Hope has to prove she’s got what it takes. But with a big secret and so much buzz around the show, she’s soon struggling to keep her cool…
Theatres are places of terrific dichotomy, where an elegant, even plush front of house usually gives way to a backstage of cramped spaces, utilitarian corridors, and bustling crew. This labyrinth of the personal and professional shimmers with storytelling possibility. Fortunately for young adult fiction fans like me, Maggie Harcourt is interested in the behind the scenes of things. 2017’s Unconventional is an access-all-areas pass to a frantic scramble of lanyards, pineapples and emergency errands, set against a backdrop of meeting rooms, cavernous convention venues and teen friendship. Contemporary standalone Theatrical dives behind the curtain at a theatre, but begins in a draughty rehearsal space, with a production still in an unpolished state.
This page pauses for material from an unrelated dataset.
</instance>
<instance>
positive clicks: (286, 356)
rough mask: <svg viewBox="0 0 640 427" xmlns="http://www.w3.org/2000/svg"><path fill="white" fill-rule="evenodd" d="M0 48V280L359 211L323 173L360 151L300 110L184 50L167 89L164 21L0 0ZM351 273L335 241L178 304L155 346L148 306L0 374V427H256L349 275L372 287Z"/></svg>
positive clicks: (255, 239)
The legs paddling furiously beneath the surface to keep the swan afloat in this case include skilled deputy stage manager Amy, restrained assistant director Nina, and big-shot actor-director Rick. Exuberant makeup and wardrobe intern George provides Hope with a bit of teenage company backstage, though family takes something of a backseat as Hope tries to keep her internship a secret from her chilly older sisters and harried parents – including her costume designer mother, Miriam, whose reputation threatens to overshadow Hope’s determination to prove herself.
Hope is a Bridget Jones-style heroine who regularly tunes out of important conversations and is somehow late to everything, but she’s likeable and driven (“They knew everything about what was going on in the theatre and everyone in it… like it was part of them and they were part of it and you couldn’t separate them. Like they belonged there. And listening to them, I suddenly couldn’t imagine wanting to do anything else”). Quiet love interest Luke is not the play’s lead – that’s fictional Hollywood heartthrob Tommy Knight, with whom Hope also has an interesting relationship – but a hardworking understudy. Their romance is sweet and slow-building, with a handful of sweepingly romantic scenes (“It’s a goodbye, and a hello; an I know you and I don’t and I want to know you“).
Starry yet grounded, I have been waiting for a YA book that takes on theatre as warmly as this. I had a few minor qualms: one unnecessary trope, a few forgettable characters, Hope’s formative theatre the Square Globe being mentioned but rarely seen, the first half occasionally feeling agonisingly slow, and repetition of the blueness of the love interest’s eyes, which to be fair, is also a characteristic of Kiersten White’s The Chaos of Stars, a book I really enjoyed. And there’s so much to enjoy about Theatrical. Harcourt’s writing has moments of absolute seamlessness. The second half of the book is pacy and dramatic. Genuine love for the theatre and its world spills from the page. There are even cameos, the most obvious being that the play at the heart of Theatrical is a stage adaptation of Unconventional’s book-within-a-book, Piecekeepers. I’m a big fan of its little details, from superstitions (never say the last line of the play in dress rehearsal) to chapter divisions and act titles (“Act One, Scene One”; “Audition”). I’d read a sequel – and will certainly be keeping my eyes peeled for Harcourt’s next project.
For fans of Sophia Bennett and Stephanie Perkins, this book makes behind the scenes seem like the place to be. Theatrical is intelligent, satisfying and full of detail, and will sweep you off your feet.